バラード
それは、自分の気持ちを分かってもらえないことの恨み節ではなく、分からないということを分かりたいという素直な気持ちを表現したいというユウカの願いが完全に叶えられた詞だった。それにさっそく、レルゼーが曲をつけた。バラードだった。
その場にいたガゼも、メジェレナも、そしてユウカも、ボロボロと涙をこぼしていた。
「いい!、すごくいいよ!!」
ガゼが涙と鼻水でぐちゃぐちゃになった顔のまま、ユウカに縋りついて言った。メジェレナもうんうんと何度も頷いていた。レルゼーは相変わらずの無表情だったが、彼女なりにその詞を認めているのは何となく分かった。でなければこんなすぐに曲も出てこないだろう。
そんな感じでユウカとしては大満足という出来だったが、果たしてそれがポルネリッカに通じたのかどうか…。
まあ、結論から言えば、『通じなかった』と言っていいだろう。その後もポルネリッカの様子には何も変化はなかったのだから。だが、他人と無用な諍いを起こすヘルミに比べれば、元々変に気を回す必要もなかったのかもしれない。はっきり言えば徒労に終わったということなのだが、今回のことはユウカにとっても大きな経験になったから、無駄にはならないはずだ。
また、レルゼーの伝手を通じて、ヘルミがヴォーカルを務めているバンドに楽曲を提供することも決まった。だが、レルゼーが曲を作ったと聞けばヘルミが再び感情的になってしまう可能性もあったため、曲については改めて作り直してもらうことになった。しかし、レルゼーの作った曲が良すぎたために、ほとんどアレンジを加えた上でブラッシュアップした程度の違いしかなかったのだが。

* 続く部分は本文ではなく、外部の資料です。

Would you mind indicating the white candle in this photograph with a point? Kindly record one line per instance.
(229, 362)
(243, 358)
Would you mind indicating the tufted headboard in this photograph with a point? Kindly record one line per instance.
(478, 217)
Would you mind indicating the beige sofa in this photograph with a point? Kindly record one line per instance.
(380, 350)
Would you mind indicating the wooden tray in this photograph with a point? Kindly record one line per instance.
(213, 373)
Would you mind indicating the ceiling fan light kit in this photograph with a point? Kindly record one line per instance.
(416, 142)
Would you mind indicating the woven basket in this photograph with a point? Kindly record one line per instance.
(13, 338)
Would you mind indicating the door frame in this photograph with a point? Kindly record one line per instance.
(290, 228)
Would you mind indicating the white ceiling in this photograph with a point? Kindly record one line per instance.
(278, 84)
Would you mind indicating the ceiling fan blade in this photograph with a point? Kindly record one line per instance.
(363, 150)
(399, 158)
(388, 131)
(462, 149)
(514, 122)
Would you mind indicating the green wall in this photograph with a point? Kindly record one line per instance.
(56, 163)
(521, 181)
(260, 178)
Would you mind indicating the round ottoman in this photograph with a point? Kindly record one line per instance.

改めてポルネリッカにも、詞を楽曲として使用することの許可をもらい、正式にヘルミが所属するロックバンド<ガウ=エイ=アヴェンジャー>に提供することとなった。
その後、爆発的なヒットを飛ばすというほどではなかったが、ガウ=エイ=アヴェンジャーが出演するライブ会場では、定番の一曲として、ユウカがプロットを考え、ポルネリッカが詞として書き上げたそのバラードを歌うヘルミの姿が見られるようになっていった。ヘルミ自身も、それを歌う時には、何かを噛み締めるようにして、誰かに語り掛けるようにして、微かに目を潤ませているようにも見えた。
それが功を奏したのかどうかは、ヘルミ自身が決して何も語らなかったために分からない。しかし、これに前後して彼女が他人と喧嘩をしてボロボロになって部屋に帰るという姿が見られなくなったというのも事実なのだった。